A player rolls the goalball, which is a partially deflated rubber ball with bells inside, toward the other team’s net. The three defenders dive onto the ground as they listen for the bells and try to block the goalball. If they stop it, they have 10 seconds to try to score by rolling the goalball back toward the other team’s net. There are two 12 minute periods and two fully sighted officials licensed with IBSA officiate.  

All players, blind and partially sighted, must wear opaque eyeshades, which puts all players on an equal footing. Goalball players, coaches, and officials are unpaid. According to Lucas, goalball became a faster game at the international level because it went from being played on regular gym floors to the synthetic surface called Tara Flex. “That’s like comparing Astro turf to grass,” Lucas said.


Spreading the Word


The International Blind Sports Association has worked to increase the sport’s popularity by hosting clinics and demonstrations around the world. Even now, Potts said, the IBSA plans to have goalball clinics targeting the African region. In March in Algeria, women goalball teams from Africa competed for the first time at the international level.

Also in March, the Mid-Atlantic Goalball Tournament took place at Overbrook School for the Blind in Philadelphia. About

50 goalball players from New York, New Jersey, Philadelphia, and Washington, D.C., competed.

Karla Gilbride, 34, an attorney from Washington, D.C., who was born without vision, said she became interested in goalball after attending a demonstration seven years ago. She and her team traveled to Overbrook for the tournament. “I love goalball,” said Gilbride. “I play every chance I can get.”


The Next Generation


Scott Hogwood, 42, lost his vision 12 years ago to Retinitis Pigmentosa, an eye disease that slowly degenerates the retina. He said he wanted to continue participating in team sports, and goalball fit the bill. Today, Hogwood plays and coaches the Blind Sports Organization’s men’s team, which practices at Overbrook. “I can still coach, even though I can’t see,” Hogwood said. “It comes down to knowing the game. I also have a sighted assistant.”

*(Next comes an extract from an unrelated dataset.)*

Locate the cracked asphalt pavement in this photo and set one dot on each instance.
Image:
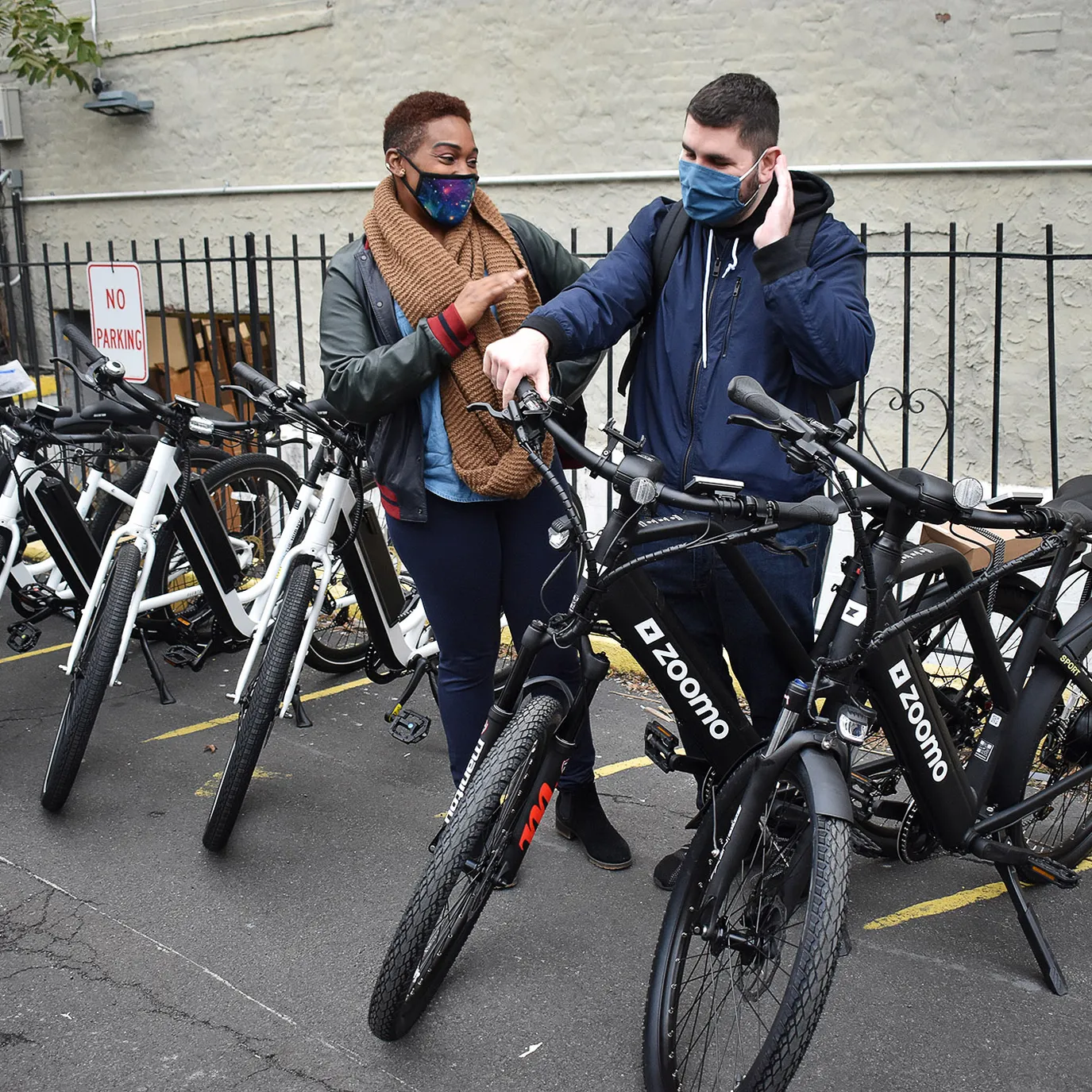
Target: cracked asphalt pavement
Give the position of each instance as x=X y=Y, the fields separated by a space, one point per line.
x=131 y=959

Hogwood said he knew he would one day lose his sight, and the same is true for his 17-year-old daughter, Dakota, because the disease is hereditary. As her vision faded, Scott Hogwood suggested his daughter play goalball.

Dakota Hogwood started playing a few months ago after she lost her last vestige of sight to RP. She said she likes the camaraderie of playing on a team. “I knew that this was going to happen one day,” Dakota Hogwood said, “so my father prepared me.”